Smith has been outspoken against what he sees as agency decisions based on politics, not science. The Committee’s interest in the EPA’s actions in Bristol Bay goes back to 2013, when its Oversight Subcommittee held a hearing about the agency’s Bristol Bay Watershed Assessment. EPA had developed the Watershed Assessment to understand the watershed and its resources before determining whether to use its 404(c) authority. Two additional Committee hearings followed: one in 2015 and another in 2016, both addressing EPA’s pre-emptive use of Section 404(c) at the Pebble deposit.
EPA began the process of using its Section 404(c) Authority in February 2014 to protect the salmon fishery in Bristol Bay “from the potentially destructive impacts of the proposed Pebble Mine.” In July 2014 the agency published its Proposed Determination, detailing restrictions for the disposal of dredge and fill in the area near the Pebble deposit. The agency stated at the time that it based these recommendations on a “conservative analysis” of potential risks of adverse effects.
Among other objections, critics found fault with the EPA’s analysis, since it was not based on a specific mine plan. (A plan has yet to be released by developers).
EPA was in the process of reviewing hundreds of thousands of public comments on the Proposed Determination in November 2014, when U.S. District Court Judge H. Russel Holland ordered the agency to stop work on activities related to the 404(c) process until litigation with the Pebble Limited Partnership (PLP) could be resolved.
More than two years later, PLP and EPA are still working toward a resolution.

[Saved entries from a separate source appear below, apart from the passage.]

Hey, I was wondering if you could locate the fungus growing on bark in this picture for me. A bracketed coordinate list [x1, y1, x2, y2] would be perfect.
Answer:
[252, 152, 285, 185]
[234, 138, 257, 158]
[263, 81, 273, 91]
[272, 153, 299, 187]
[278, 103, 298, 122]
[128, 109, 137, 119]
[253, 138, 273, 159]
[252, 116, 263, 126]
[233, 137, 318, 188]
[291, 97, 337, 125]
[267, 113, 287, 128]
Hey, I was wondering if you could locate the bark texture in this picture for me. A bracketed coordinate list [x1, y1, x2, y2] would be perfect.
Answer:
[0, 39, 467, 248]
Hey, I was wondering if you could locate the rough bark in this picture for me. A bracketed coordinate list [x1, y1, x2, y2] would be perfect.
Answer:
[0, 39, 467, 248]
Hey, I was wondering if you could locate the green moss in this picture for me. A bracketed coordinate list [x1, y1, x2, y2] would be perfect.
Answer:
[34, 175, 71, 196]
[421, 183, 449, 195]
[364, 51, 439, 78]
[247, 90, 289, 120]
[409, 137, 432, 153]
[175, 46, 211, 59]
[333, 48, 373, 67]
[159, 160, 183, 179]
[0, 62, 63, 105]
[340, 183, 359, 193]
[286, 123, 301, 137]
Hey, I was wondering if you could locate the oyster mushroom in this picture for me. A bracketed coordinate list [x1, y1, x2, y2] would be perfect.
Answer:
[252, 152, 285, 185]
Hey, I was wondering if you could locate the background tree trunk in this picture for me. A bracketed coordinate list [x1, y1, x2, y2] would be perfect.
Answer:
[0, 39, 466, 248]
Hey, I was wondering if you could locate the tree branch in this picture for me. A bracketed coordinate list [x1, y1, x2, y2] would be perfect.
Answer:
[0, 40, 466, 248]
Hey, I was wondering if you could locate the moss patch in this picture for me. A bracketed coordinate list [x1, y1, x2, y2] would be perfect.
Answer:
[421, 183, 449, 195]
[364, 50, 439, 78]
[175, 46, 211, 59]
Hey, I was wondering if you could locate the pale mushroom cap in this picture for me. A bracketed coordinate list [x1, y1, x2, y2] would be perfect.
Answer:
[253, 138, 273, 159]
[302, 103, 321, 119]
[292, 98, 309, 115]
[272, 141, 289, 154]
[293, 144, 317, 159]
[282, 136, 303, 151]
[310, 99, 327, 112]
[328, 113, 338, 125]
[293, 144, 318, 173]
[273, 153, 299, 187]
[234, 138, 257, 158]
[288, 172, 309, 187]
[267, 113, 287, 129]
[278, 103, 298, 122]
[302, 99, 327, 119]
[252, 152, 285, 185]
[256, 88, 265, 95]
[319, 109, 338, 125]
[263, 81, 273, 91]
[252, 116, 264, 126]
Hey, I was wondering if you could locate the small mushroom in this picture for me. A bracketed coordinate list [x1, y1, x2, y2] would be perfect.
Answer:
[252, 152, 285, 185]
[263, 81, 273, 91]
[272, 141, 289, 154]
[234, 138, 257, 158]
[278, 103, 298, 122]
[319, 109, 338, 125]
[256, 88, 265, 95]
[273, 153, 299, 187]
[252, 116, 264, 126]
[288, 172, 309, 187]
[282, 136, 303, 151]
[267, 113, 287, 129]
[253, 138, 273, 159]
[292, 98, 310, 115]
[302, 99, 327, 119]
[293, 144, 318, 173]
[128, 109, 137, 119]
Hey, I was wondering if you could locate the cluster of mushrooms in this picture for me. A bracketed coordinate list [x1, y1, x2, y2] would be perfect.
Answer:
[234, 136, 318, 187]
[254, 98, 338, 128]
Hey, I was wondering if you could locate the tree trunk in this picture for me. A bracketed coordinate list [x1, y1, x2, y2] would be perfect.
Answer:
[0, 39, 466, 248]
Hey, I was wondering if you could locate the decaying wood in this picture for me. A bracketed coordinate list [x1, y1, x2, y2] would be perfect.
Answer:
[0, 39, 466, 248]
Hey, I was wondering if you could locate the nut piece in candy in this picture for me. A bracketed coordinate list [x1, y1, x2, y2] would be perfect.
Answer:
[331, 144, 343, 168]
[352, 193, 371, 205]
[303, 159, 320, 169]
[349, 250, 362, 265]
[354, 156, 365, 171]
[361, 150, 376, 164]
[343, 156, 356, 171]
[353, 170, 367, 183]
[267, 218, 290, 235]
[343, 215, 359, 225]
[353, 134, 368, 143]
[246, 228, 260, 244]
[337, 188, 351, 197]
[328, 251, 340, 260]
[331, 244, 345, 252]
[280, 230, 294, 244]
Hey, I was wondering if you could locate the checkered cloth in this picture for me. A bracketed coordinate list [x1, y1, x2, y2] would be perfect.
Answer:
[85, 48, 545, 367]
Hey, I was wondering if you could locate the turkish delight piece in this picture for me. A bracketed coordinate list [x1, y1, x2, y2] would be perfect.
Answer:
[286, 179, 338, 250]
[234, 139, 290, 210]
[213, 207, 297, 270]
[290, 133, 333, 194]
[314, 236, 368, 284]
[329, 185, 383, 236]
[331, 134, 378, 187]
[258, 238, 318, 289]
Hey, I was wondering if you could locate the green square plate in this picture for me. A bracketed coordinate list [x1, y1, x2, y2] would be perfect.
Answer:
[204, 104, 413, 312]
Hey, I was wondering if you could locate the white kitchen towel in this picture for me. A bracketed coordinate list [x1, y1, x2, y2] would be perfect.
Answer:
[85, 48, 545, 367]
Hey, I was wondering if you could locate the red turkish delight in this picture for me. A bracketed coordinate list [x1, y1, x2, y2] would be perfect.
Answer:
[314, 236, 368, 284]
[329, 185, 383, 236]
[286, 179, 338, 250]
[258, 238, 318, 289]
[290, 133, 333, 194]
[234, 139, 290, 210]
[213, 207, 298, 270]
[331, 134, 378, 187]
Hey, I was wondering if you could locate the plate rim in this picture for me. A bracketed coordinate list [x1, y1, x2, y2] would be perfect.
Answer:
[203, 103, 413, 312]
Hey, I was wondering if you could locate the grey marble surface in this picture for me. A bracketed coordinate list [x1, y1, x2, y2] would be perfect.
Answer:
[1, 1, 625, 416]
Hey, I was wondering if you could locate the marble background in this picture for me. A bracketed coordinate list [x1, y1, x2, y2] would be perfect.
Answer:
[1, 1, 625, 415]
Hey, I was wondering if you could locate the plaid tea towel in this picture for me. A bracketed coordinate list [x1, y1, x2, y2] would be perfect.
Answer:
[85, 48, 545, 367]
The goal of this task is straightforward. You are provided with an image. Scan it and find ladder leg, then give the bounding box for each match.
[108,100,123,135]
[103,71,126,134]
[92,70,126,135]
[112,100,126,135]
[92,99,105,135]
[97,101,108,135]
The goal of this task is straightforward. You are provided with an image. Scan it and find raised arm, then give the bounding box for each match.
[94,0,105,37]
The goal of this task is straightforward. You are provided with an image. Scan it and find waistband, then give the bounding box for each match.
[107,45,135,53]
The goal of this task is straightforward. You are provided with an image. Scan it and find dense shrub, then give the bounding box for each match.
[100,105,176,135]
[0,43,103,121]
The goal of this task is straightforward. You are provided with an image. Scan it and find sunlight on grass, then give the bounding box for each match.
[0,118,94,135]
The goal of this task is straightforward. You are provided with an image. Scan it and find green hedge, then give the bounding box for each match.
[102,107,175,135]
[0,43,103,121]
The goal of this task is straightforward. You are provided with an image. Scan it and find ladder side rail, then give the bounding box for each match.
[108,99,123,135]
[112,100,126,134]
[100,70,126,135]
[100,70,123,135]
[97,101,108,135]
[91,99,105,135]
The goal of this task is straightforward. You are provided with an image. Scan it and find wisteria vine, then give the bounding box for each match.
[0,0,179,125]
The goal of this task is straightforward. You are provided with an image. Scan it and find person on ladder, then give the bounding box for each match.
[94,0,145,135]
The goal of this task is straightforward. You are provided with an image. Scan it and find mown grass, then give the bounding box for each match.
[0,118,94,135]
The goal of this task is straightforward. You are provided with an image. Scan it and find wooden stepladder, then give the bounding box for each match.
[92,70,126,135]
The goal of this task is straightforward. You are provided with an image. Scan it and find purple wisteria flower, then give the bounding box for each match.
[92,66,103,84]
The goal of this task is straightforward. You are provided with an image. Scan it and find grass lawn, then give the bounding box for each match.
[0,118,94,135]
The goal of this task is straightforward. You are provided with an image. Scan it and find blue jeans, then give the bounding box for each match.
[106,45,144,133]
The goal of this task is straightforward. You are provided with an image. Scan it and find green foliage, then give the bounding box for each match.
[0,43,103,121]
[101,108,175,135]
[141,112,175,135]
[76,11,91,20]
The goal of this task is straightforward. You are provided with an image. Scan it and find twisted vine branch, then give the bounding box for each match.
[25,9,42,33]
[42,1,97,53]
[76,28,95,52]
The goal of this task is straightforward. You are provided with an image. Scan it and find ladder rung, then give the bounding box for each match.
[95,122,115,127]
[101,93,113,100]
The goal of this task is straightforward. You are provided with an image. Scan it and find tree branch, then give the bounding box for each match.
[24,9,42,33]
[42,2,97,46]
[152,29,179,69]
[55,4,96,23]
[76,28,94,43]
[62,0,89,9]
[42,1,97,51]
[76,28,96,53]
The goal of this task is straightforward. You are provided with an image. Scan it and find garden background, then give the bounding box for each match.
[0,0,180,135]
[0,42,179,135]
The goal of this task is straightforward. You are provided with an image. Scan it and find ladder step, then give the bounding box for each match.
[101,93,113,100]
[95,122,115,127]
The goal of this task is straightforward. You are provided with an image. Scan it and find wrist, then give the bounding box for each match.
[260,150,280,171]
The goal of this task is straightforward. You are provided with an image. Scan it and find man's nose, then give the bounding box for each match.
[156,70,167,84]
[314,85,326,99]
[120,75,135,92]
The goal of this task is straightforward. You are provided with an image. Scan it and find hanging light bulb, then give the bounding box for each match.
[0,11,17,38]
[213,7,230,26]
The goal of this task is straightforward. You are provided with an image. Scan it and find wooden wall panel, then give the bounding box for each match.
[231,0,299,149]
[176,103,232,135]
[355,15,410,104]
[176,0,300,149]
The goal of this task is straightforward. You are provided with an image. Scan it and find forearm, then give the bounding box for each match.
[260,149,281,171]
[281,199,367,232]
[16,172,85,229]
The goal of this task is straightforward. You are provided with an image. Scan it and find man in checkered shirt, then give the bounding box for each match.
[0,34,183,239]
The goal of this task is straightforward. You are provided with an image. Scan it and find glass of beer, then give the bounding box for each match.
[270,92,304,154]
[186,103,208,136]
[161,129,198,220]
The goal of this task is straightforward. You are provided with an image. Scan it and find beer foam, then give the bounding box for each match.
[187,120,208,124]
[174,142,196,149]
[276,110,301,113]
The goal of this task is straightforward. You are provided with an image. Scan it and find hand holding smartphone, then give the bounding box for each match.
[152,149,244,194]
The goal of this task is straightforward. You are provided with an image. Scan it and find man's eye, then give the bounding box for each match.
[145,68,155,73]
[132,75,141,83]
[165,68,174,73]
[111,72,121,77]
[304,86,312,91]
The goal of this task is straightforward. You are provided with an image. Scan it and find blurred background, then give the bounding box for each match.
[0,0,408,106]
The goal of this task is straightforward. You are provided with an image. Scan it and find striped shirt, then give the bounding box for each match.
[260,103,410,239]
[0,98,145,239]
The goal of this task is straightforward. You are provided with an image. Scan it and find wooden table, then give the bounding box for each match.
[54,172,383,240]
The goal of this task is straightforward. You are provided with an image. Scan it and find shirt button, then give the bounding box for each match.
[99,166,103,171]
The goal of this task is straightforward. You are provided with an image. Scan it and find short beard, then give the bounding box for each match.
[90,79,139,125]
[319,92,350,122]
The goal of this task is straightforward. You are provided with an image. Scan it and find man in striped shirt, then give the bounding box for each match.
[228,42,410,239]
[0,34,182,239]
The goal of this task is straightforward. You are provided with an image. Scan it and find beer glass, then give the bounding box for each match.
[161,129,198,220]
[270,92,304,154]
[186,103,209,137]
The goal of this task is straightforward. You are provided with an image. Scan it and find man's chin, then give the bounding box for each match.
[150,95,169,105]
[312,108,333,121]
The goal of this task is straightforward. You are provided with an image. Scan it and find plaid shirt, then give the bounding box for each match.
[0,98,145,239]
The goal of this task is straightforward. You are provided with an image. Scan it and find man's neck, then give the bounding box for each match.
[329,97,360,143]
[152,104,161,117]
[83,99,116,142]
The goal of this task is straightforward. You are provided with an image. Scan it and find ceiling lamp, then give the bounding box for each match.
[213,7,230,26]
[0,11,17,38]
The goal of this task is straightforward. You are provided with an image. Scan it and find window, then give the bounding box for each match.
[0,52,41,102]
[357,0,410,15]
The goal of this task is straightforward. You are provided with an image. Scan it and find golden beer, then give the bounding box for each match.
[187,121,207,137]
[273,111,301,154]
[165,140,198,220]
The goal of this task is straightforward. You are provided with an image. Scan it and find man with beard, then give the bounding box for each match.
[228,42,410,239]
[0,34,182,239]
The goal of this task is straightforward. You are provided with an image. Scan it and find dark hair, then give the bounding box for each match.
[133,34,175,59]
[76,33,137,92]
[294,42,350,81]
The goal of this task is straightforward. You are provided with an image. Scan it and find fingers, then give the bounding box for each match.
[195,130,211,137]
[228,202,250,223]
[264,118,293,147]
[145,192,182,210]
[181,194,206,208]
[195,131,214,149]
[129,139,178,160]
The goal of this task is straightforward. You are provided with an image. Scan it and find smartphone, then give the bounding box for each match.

At any point in the 404(c) process, the EPA can decide that further review is not necessary. If the process were to proceed ahead, EPA would still need to prepare a Recommended Determination and have a consultation with stakeholders before releasing a Final Determination. However, Pebble developers anticipate that Administrator Pruitt will remove the Proposed Determination, opening up a clear pathway to permitting through the standard NEPA process and making the project more attractive to potential investors.
The outgoing EPA Administrator, Gina McCarthy, had visited Bristol Bay communities in one of her first trips after being appointed to the post in 2013. During that visit, she heard directly from residents, many of whom are opposed to the development of the Pebble mine.
It should be noted that the 404(c) process did not prohibit PLP from submitting a permit application, but did block PLP from receiving a permit during the 404(c) process.
PLP estimates that permitting the proposed Pebble mine will take 3 to 4 years.